Within 18 months of the transitioning of the work, HCL had re-engineered AMD's IT processes such that the company achieved the BS15000 certification — the ITIL (Information Technology Infrastructure Library) certification for organization processes. This was achieved over and above the required costs savings.
“We re-engineered the tooling framework, and in 18 months we achieved the BS15000 certification for AMD,” says a proud Maninder Singh. “AMD's was the first offshoring infrastructure-management center of any customer to get this certification.”
Satisfied with the support that they got for North America , AMD signed on HCL for supporting their global operations. HCL is today AMD's single point for Service Level Agreement (SLA) contact.
Customers are extending infrastructure deals to offshore providers mostly because they have been satisfied with them on the application side. Pearl Group, a leader in U.K. 's life and insurance market, for instance, recently extended its existing applications relationship with TCS. It has engaged TCS in an approximately $972 million integrated infrastructure-application-BPO deal, and hopes to benefit from the provider consolidating processes across the three services.

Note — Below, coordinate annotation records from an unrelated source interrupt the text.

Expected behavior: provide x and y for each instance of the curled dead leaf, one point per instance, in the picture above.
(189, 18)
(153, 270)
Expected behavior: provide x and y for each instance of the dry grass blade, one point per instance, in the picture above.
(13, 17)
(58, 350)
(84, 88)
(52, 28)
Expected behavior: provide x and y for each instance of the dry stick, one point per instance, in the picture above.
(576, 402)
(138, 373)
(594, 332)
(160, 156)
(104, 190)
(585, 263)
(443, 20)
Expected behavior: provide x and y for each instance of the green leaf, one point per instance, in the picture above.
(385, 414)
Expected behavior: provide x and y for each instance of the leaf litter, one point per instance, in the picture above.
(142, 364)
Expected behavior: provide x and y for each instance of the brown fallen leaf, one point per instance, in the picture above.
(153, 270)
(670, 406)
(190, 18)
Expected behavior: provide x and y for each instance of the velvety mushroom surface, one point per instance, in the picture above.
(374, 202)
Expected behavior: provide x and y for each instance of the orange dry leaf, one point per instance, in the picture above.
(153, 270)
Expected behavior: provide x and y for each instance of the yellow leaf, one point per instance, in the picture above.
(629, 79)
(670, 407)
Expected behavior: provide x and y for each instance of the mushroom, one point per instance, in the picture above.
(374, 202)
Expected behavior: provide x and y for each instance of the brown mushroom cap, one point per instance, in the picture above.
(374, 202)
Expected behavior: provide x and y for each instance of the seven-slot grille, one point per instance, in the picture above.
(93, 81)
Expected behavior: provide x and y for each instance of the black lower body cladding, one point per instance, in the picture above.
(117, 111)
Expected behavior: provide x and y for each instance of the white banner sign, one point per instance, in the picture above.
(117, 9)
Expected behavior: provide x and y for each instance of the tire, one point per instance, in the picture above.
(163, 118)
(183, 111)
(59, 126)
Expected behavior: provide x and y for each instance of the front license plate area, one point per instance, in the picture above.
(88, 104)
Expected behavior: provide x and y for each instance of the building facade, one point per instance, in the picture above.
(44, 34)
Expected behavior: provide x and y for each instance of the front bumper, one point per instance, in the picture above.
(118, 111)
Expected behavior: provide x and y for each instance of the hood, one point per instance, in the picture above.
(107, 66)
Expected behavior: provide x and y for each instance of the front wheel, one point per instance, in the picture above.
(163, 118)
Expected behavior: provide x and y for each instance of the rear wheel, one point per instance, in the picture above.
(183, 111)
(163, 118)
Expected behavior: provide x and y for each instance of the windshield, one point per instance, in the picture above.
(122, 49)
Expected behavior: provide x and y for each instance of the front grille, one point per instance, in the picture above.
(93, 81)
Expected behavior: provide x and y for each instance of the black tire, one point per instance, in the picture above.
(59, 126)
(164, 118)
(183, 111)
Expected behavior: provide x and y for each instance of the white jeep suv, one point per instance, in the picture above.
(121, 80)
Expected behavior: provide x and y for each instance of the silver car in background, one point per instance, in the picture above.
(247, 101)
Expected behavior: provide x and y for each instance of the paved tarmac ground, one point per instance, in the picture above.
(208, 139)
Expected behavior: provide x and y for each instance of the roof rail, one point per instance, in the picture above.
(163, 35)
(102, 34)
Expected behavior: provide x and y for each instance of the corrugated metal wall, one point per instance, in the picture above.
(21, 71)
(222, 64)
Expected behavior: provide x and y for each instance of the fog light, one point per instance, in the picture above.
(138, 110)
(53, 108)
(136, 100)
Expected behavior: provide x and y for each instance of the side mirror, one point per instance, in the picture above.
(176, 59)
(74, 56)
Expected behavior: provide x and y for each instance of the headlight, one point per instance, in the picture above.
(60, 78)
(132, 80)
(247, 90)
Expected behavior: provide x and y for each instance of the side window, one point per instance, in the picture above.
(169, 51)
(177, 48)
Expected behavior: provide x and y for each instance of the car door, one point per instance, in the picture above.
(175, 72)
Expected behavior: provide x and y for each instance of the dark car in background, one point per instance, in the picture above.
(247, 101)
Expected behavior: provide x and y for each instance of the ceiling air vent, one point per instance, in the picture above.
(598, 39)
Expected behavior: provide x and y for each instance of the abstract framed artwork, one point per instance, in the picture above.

As customers benefit from these services, the market share of offshore providers will only increase. In 2005 the offshore players had only a miniscule three of the market; but their 61% growth rate (CAGR) stands to take their share up to 20% by 2010, according to the Everest research Institute. Meanwhile, the traditional infrastructure management players are growing at a comparatively paltry seven percent CAGR.
“Of course, they [traditional players] are big in revenue,” says Priti Rao, VP, Infrastructure Management Services, Infosys Technologies. “Our advantage comes from being able to processize everything. We look at tasks as a series of activities and then divide them between onshore and offshore.”